Re: SpeechSynthesisUtterance volume, rate, pitch and voice selection from Dominic Mazzoni on 2012-10-03 (public-speech-api@w3.org from October 2012)

From: Dominic Mazzoni <dmazzoni@google.com>
Date: Wed, 3 Oct 2012 15:53:17 -0700
To: Glen Shires <gshires@google.com>
Cc: public-speech-api@w3.org
Message-ID: <CAFz-FYyzpo_8yygypO-Udd5o70qbSsTs3n1_1oUtpFXcSvx1wQ@mail.gmail.com>
Looks good, thanks for including this.

I think you included serviceURI where you meant voiceURI, but otherwise
fine.

- Dominic

On Wed, Oct 3, 2012 at 3:47 PM, Glen Shires <gshires@google.com> wrote:

> I propose the following additions to allow enumeration of available voices
> and to select one, and also to allow selection of volume, rate and pitch.
>  If there's no disagreement, I'll add these to the spec on Friday.
>
> interface SpeechSynthesisUtterance {
>   attribute DOMString text;
>   attribute DOMString lang;
>   attribute DOMString voiceURI;
>   attribute double volume;
>   attribute double rate;
>   attribute double pitch;
> };
>
> text attribute:
>   The text to be synthesized and spoken for this utterance. This may be
> either plain text or a complete, well-formed SSML document. For
> speech synthesis engines that do not support SSML, or only support certain
> tags, the user agent or speech engine must strip away the tags they do
> not support and speak the text. There may be a maximum length of the text
> of 32,767 characters.
>
> lang attribute:
> (no change to definition)
>
> // Note that serviceURI is renamed to voiceURI, with the same definition
> except that it also specifies the voice...
>
> voiceURI attribute:
>   The voiceURI attribute specifies the speech synthesis voice and
> the location of the speech synthesis service that the web application
> wishes to use. If this attribute is unset at the time of the play method
> call, then the user agent must use the user agent default speech service.
> Note that the serviceURI is a generic URI and can thus point to local
> services either through use of a URN with meaning to the user agent or by
> specifying a URL that the user agent recognizes as a local service.
> Additionally, the user agent default can be local or remote and can
> incorporate end user choices via interfaces provided by the user agent such
> as browser configuration parameters.
>
> volume attribute
>   Speaking volume between 0 and 1 inclusive, with 0 being lowest and 1
> being highest, with a default of 1.0.  If SSML is used, this value will be
> overridden by prosody tags in the markup.
>
> rate attribute
>   Speaking rate relative to the default rate for this voice. 1.0 is the
> default rate supported by the speech synthesis engine or specific
> voice (which should correspond to a normal speaking rate). 2.0 is twice as
> fast, and 0.5 is half as fast.

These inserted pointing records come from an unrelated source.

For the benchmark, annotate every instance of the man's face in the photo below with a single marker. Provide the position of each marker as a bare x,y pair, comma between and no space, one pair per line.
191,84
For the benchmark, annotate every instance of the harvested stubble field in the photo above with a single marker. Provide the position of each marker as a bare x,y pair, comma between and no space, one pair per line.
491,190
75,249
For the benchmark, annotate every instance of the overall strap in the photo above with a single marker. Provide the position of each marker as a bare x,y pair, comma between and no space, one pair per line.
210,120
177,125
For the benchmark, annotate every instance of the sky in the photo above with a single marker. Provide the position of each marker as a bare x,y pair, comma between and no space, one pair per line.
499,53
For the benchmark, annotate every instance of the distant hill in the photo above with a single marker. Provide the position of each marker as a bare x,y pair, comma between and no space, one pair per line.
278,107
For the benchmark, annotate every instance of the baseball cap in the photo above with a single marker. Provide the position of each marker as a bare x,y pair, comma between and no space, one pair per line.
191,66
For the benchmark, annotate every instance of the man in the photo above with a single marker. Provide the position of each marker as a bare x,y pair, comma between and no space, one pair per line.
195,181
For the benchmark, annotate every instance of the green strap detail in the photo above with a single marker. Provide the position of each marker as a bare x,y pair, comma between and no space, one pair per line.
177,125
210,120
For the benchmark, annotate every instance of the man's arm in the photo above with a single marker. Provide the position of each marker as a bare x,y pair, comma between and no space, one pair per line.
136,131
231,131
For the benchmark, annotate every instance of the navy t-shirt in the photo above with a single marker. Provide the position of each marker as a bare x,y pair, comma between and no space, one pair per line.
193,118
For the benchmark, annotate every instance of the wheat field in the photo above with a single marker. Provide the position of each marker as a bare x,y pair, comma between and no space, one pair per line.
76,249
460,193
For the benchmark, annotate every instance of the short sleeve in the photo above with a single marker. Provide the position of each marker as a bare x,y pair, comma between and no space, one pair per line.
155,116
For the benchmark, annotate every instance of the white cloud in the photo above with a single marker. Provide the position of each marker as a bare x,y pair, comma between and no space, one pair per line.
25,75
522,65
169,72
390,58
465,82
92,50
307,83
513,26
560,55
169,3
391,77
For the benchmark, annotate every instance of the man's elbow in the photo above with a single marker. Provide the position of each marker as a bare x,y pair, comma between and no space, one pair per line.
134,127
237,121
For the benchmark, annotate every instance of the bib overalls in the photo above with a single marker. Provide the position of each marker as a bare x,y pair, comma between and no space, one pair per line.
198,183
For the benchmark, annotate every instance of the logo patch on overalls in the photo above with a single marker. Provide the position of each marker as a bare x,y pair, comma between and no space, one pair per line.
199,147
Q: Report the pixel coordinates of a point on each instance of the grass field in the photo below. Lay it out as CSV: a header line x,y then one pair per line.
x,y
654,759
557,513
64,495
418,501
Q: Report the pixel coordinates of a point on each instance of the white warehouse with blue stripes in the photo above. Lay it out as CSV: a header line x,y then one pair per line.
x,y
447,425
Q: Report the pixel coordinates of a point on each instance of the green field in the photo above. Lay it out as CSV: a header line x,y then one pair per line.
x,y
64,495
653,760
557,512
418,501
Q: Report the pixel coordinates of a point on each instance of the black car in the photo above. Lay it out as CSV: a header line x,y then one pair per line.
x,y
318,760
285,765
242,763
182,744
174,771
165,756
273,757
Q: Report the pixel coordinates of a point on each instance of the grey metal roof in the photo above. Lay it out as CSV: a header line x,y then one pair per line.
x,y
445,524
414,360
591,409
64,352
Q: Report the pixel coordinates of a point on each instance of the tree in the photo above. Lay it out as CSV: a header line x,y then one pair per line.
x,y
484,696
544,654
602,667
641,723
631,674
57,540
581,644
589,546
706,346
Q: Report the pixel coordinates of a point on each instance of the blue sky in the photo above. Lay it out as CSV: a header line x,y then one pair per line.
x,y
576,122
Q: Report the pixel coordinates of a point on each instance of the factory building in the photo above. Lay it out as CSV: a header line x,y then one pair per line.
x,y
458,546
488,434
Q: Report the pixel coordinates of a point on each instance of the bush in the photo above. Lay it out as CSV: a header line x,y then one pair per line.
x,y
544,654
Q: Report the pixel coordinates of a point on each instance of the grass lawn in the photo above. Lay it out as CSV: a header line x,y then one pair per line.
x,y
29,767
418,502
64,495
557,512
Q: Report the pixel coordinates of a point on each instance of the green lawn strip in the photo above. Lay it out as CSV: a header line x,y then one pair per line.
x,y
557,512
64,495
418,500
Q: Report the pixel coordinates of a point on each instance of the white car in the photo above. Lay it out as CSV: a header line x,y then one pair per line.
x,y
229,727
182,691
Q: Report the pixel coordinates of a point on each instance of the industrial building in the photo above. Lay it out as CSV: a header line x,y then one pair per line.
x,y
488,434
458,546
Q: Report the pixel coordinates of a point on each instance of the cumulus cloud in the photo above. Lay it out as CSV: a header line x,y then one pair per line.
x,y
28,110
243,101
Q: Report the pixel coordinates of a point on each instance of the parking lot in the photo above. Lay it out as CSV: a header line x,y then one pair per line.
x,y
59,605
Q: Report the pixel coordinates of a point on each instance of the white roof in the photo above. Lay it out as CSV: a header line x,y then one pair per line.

Values below 0.1 or above 10.0 are strictly
> disallowed, but speech synthesis engines or specific voices may constrain
> the minimum and maximum rates further—for example a particular voice may
> not actually speak faster than 3 times normal even if you specify a value
> larger than 3.0. If SSML is used, this value will be overridden by prosody
> tags in the markup.
>
> pitch attribute
>   Speaking pitch between 0 and 2 inclusive, with 0 being lowest and 2
> being highest. 1.0 corresponds to the default pitch of the speech synthesis
> engine or specific voice.  Speech synthesis engines or voices may constrain
> the minimum and maximum rates further. If SSML is used, this value will be
> overridden by prosody tags in the markup.
>
>
> interface SpeechSynthesisVoice {
>   readonly attribute DOMString voiceURI;
>   readonly attribute DOMString name;
>   readonly attribute boolean localService;
>   readonly attribute boolean default;
> };
>
> voiceURI attribute:
>   The voiceURI attribute specifies the speech synthesis voice and
> the location of the speech synthesis service that the web application
> wishes to use. If this attribute is unset at the time of the play method
> call, then the user agent must use the user agent default speech service.
> Note that the serviceURI is a generic URI and can thus point to local
> services either through use of a URN with meaning to the user agent or by
> specifying a URL that the user agent recognizes as a local service.
>
> name attribute:
>   A human-readable name that represents the voice. There is no guarantee
> that all names returned are unique.
>
> lang attribute:
>   This attribute is a valid BCP 47 language tag indicating the language of
> the voice.
>
> localService attribute:
>   This attribute is true for voices supplied by a local speech
> synthesizer, and is false for voices supplied by a remote speech
> synthesizer service.  (This may be useful for the developer because remote
> services may imply additional latency, bandwidth or cost, whereas local
> voices may imply lower quality, however there is no guarantee that any of
> these implications are true.)
>
> default attribute:
>   This attribute is true for at most one voice per language. There may be
> a different default for each language. It is user agent dependent how
> default voices are determined.
>
>
> interface SpeechSynthesisVoiceList {
>   readonly attribute unsigned long length;
>   getter SpeechSynthesisVoice item(in unsigned long index);
> };
>
>
> interface SpeechSynthesis {
>   ...
>   static SpeechSynthesisVoiceList getVoices();
> };
>
> getVoices method
>   The getVoices method returns the available voices.  It is user agent dependent
> which voices are available.
>
> /Glen Shires
>
>
Received on Wednesday, 3 October 2012 22:53:45 UTC